Change in Checkable Deposits = Increase in Excess Reserves ÷ Required Reserve Ratio.
If excess reserves increase by $1,000 and the reserve ratio is 20%, how much can deposits increase?
$5,000.
What are bank reserves?
Vault cash plus deposits held at Federal Reserve Banks.
What are required reserves?
The minimum amount of reserves a bank must hold.
What are excess reserves?
Reserves above the required minimum.
What are deficit reserves?
The amount by which required reserves exceed actual reserves.
What three groups affect bank reserves?
Nonbank Public, Federal Reserve System, and U.S. Treasury.
How can the nonbank public affect bank reserves?
By changing the amount of currency held outside the banking system.
What is cash leakage?
Currency held by the public outside the banking system.
What is a currency withdrawal?
When deposits are converted into cash and removed from banks.
How can the Federal Reserve affect bank reserves?
Through reserve requirements, open-market operations, bank borrowing, float, and other transactions.
How can the U.S. Treasury affect bank reserves?
Through Treasury spending and changes in Treasury cash holdings.
What is the monetary base (MB)?
Bank reserves plus currency held by the public.
What is the simple monetary base equation?
MB × m = M1.
What is the money multiplier (m)?
The factor by which reserves expand the money supply.
What is the simple money multiplier formula?
1 ÷ Reserve Ratio.
If the reserve ratio is 20%, what is the simple money multiplier?
5.
What is M1?
The basic definition of the money supply.
What is the complex money multiplier formula?
m = (1 + k) ÷ [r(1 + t + g) + k].
What does r represent in the money multiplier formula?
The reserve ratio.
What does k represent in the money multiplier formula?
The ratio of currency held by the public to checkable deposits.
What does t represent in the money multiplier formula?
The ratio of noncheckable deposits to checkable deposits.
What does g represent in the money multiplier formula?
The ratio of government deposits to checkable deposits.
What is velocity of money?
The rate at which money circulates through the economy.
Why is velocity of money important?
It links the money supply to GDP.
How is money supply linked to GDP?
Through velocity of money.
What is the growth-rate equation linking money supply and GDP?
M1 growth + Velocity growth = Real GDP growth + Inflation.
What is the formula for real GDP growth?
RGDP growth = M1 growth + Velocity growth − Inflation.
If M1 grows 4%, velocity grows 1%, and inflation is 3%, what is real GDP growth?
2%.
What was the Maastricht Treaty?
A 1991 agreement aimed at economic convergence and adoption of the euro.
What is the European Monetary Union (EMU)?
A group of European Union countries that adopted the euro.
What is the European Central Bank (ECB)?
The central bank responsible for maintaining price stability in euro-using countries.
What is the ECB's primary objective?
Price stability.
Which policy does each European Union member nation control independently?
Fiscal policy.
What happens when reserve requirements decrease?

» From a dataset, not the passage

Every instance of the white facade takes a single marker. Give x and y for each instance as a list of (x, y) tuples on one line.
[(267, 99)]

The money supply can expand more.
What happens when reserve requirements increase?
The money supply expands less.
What happens to deposit expansion when excess reserves increase?
Deposit expansion increases.
What is the relationship between the money multiplier and reserve requirements?
They are inversely related.
Which policy maker group sets monetary policy?
The Federal Reserve System.
Which policy maker groups set fiscal policy?
The President and Congress.
Which policy maker group conducts debt management?
The U.S. Treasury.
What are the four economic goals policy makers try to achieve?
Economic growth, high employment, price stability, and balanced international transactions.